House unlikely to get tariff details from Trump

   The House Ways and Means Committee on Wednesday unfavorably reported a resolution of inquiry seeking documents and/or records from the Trump administration detailing its decisions to impose tariffs on steel and aluminum and on China.
   The unfavorable reporting of the measure means that H. Res. 1018 will go to the House floor but is unlikely to receive a vote.
   The truth is we all agree that China’s cheating,” committee Chairman Kevin Brady, R-Texas, said during the Wednesday committee markup. China has “cost us thousands of U.S. jobs. By making that strategy and all documents public, sharing our playbook with China, I believe it’s counterproductive and will hurt American workers.”
   The resolution of inquiry, introduced by Ways and Means Trade Subcommittee ranking member Bill Pascrell, D-N.J., calls for the president to send to the House “any and all documents in draft or final form, including reports, memos, spreadsheets and slide deck presentations” in the executive branch’s possession related to the methodology behind Section 232 and Section 301 tariffs.

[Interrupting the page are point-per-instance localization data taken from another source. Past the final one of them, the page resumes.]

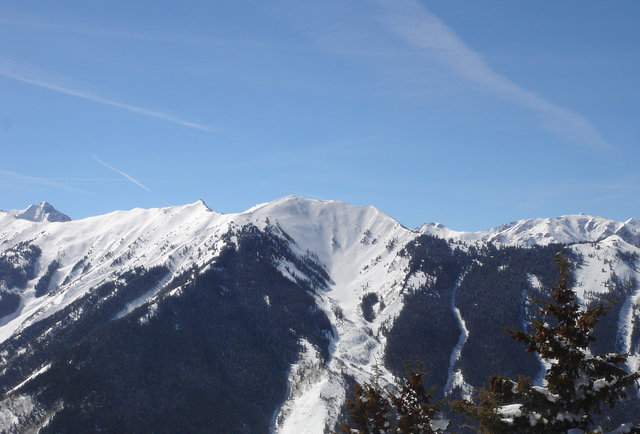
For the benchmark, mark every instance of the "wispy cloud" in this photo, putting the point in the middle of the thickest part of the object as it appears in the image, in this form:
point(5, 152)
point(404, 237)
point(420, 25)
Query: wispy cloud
point(130, 178)
point(15, 72)
point(419, 28)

   The resolution seeks information on why President Donald Trump chose to impose 25 percent global tariffs on steel and 10 percent tariffs on aluminum even though the Commerce Department’s January-released Section 232 reports recommended 24 percent and 7.7 percent tariffs on those metals, respectively.
   The measure also seeks information on actions the Trump administration took on a bilateral or multilateral basis to address unfair Chinese technology transfer and intellectual property-related trade practices before imposing the initial set of Section 301 tariffs — covering $34 billion worth of goods in 2017 import value — on China on July 6.
   Pascrell’s resolution also asks what such bilateral or multilateral actions the United States has taken since imposition of the tariffs.